Giving up part of your pay every month might sound like a strange idea, but in many instances, it can make financial sense to both employers and their employees.
These salary sacrifice options allow an employee to exchange part of their salary for a non-cash benefit from their employer, such as increased pension contributions, but there are rules around how this can be implemented.
What is a salary sacrifice?
A salary sacrifice arrangement is an agreement to reduce an employee’s salary/earnings, in return for non-cash benefit. Some employers have salary sacrifice schemes available to their employees in the form of Childcare Vouchers (closed to new entrants October 2018), Cycle to Work (C2W) scheme or salary sacrifice pension schemes.
Salary sacrifice schemes have proven to be hugely popular with staff with both employer and employee benefiting.
The main advantage to implementing a salary sacrifice scheme are the savings in National Insurance Contributions. The employer and employee will benefit from these savings.
Do I have to report a Salary Sacrifice scheme on a P11D?
The only benefits that are not required to be reported to the HMRC in relation to salary sacrifice are:
- Pension scheme payments
- Employer provided Pension scheme advice
- Workplace nursery
- Childcare vouchers
- Bicycles and cycling safety equipment (C2W)

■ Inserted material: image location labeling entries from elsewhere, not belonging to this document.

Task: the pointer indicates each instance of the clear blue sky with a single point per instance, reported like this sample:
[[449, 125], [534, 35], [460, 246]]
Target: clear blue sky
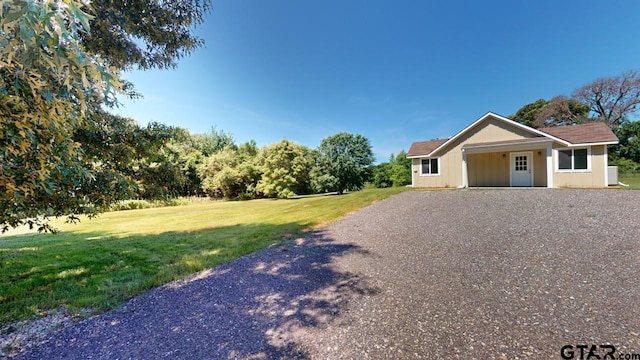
[[393, 71]]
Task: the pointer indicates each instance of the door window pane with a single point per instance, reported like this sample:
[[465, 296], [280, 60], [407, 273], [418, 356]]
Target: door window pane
[[580, 159]]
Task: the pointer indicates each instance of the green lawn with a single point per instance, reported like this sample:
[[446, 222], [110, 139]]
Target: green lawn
[[633, 180], [99, 263]]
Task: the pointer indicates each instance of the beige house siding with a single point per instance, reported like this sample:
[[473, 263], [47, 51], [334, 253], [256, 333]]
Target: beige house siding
[[446, 178], [593, 178]]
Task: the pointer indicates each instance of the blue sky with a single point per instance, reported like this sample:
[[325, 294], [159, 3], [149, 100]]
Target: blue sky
[[393, 71]]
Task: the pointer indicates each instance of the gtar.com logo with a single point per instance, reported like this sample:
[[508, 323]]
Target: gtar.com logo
[[588, 352]]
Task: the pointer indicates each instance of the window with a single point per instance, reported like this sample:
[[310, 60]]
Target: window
[[573, 159], [430, 166]]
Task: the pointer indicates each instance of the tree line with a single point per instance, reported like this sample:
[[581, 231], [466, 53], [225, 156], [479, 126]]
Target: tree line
[[612, 100], [160, 162]]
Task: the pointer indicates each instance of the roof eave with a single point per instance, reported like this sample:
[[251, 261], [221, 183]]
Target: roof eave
[[593, 144], [504, 119]]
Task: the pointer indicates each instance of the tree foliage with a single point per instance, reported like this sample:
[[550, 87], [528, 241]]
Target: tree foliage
[[558, 111], [527, 114], [612, 99], [629, 146], [214, 141], [400, 171], [47, 84], [144, 33], [231, 174], [342, 163], [285, 169]]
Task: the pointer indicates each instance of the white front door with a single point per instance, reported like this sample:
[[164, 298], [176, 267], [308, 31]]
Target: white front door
[[522, 169]]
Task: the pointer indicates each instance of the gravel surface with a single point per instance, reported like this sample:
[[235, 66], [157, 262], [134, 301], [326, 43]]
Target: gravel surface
[[471, 274]]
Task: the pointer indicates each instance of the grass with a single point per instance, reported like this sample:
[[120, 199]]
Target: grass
[[99, 263], [633, 180]]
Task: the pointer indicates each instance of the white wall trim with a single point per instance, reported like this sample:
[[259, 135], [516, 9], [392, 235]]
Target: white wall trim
[[606, 166], [465, 176], [549, 167]]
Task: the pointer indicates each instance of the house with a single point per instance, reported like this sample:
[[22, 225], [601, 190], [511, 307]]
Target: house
[[496, 151]]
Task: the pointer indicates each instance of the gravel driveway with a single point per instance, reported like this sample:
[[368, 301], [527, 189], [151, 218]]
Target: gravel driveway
[[470, 274]]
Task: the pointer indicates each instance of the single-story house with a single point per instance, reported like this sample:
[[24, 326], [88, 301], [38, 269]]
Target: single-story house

Employers please remember – It is unlawful to reduce a worker’s rate of pay below the National Minimum Wage (NMW) or National Living Wage (NLW). If joining a salary sacrifice arrangement would cause this to happen, the employer is obliged to exclude workers from the arrangement.
The Government invited the Low Pay Commission (LPC) to consider whether the salary sacrifice schemes involving childcare should count towards NMW and NLW.
The LPC recommended that the salary sacrifice schemes should NOT count towards the NMW or NLW: “with the exception of accommodation, it should not be possible to substitute benefits-in-kind for cash pay to make up the NMW.”